(92c) Rotational Dynamics of Nanoparticles in Polymer Solutions and Melts

The dynamics of nanoparticles in complex fluids are of interest for a wide range of applications, such as high performance materials, where nanoparticles are used to tune mechanical properties or add functionality, and biomedical applications, where nanoparticles must navigate a complex, crowded, and confined environment. Polymer solutions and melts are good examples of complex fluids where improved understanding of nanoparticle dynamics could impact applications while improving our fundamental understanding of nanoparticle behavior. Prior studies have explored the translational diffusion of nanoparticles in polymer melts and polymer solutions, demonstrating so-called breakdown of the Stokes-Einstein equation for the diffusivity under certain conditions. However, the rotational diffusion of nanoparticles in such systems has remained largely unexplored.

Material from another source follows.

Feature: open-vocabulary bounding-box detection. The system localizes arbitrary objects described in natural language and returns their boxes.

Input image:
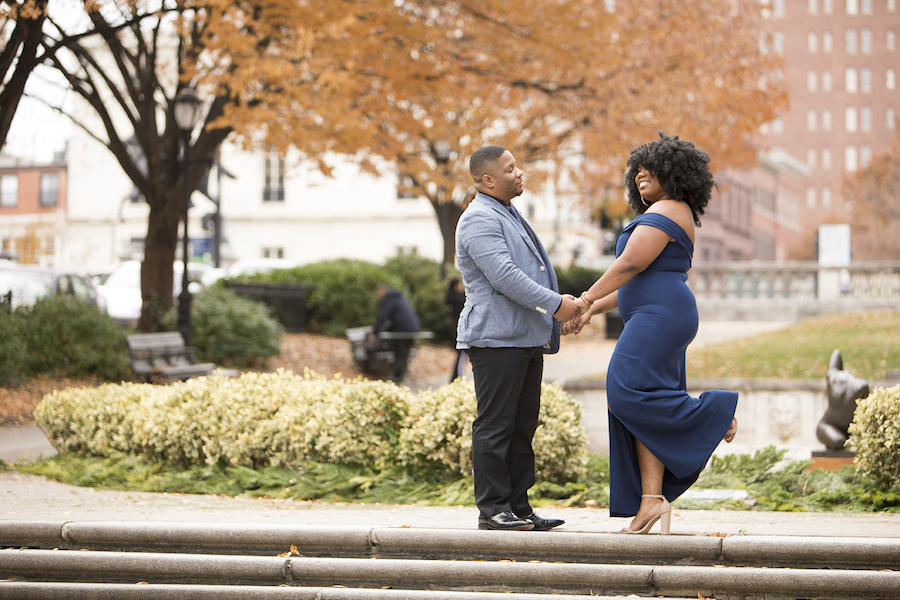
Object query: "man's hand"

[553,294,581,323]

Here we report on studies of the rotational diffusivity of inorganic nanoparticles coated with a polymer brush and dispersed in polymer solutions and melts. The nanoparticles consist of cobalt ferrite cores with narrow size distribution coated with poly(ethylene glycol) covalently grafted to the particles through a silane coupling agent. The counterpart polymer used in the solutions and melts was also poly(ethylene glycol). The rotational diffusivity of the nanoparticles was determined by measuring their response to alternating magnetic fields of low amplitude and variable frequency, in what we call Dynamic Magnetic Susceptibility (DMS) measurements. In the case of polymer solutions we explored the effects of ratio of particle radius to polymer radius of gyration and of polymer crowding by varying the molecular weight and concentration of the solution polymer. Our results suggest breakdown of the Stokes-Einstein relation for the rotational diffusivity of the nanoparticles when the radius of gyration of the polymer in solution is much greater than the particle’s hydrodynamic radius. A simple model for rotational diffusion of a nanoparticle surrounded by a polymer depletion layer and embedded in a polymer solution was obtained and appears to explain the measurements well. In the case of polymer melts, the nanoparticles were dispersed in poly(ethylene glycol) melts of varying molecular weights and their rotational diffusivity was measured also by DMS measurements. The predictions of the Stokes-Einstein relation were found to be valid when the contour length of the polymer was shorter than the nanoparticle’s hydrodynamic diameter. For larger polymer chains in the melt it appears as if the rotational hydrodynamic drag on the nanoparticles is no longer a function of melt polymer molecular weight. These observations suggest that rotational hydrodynamic drag on the nanoparticle is determined by the melt polymer segments in the immediate vicinity of the nanoparticles, and not by the motion of the melt chains as a whole.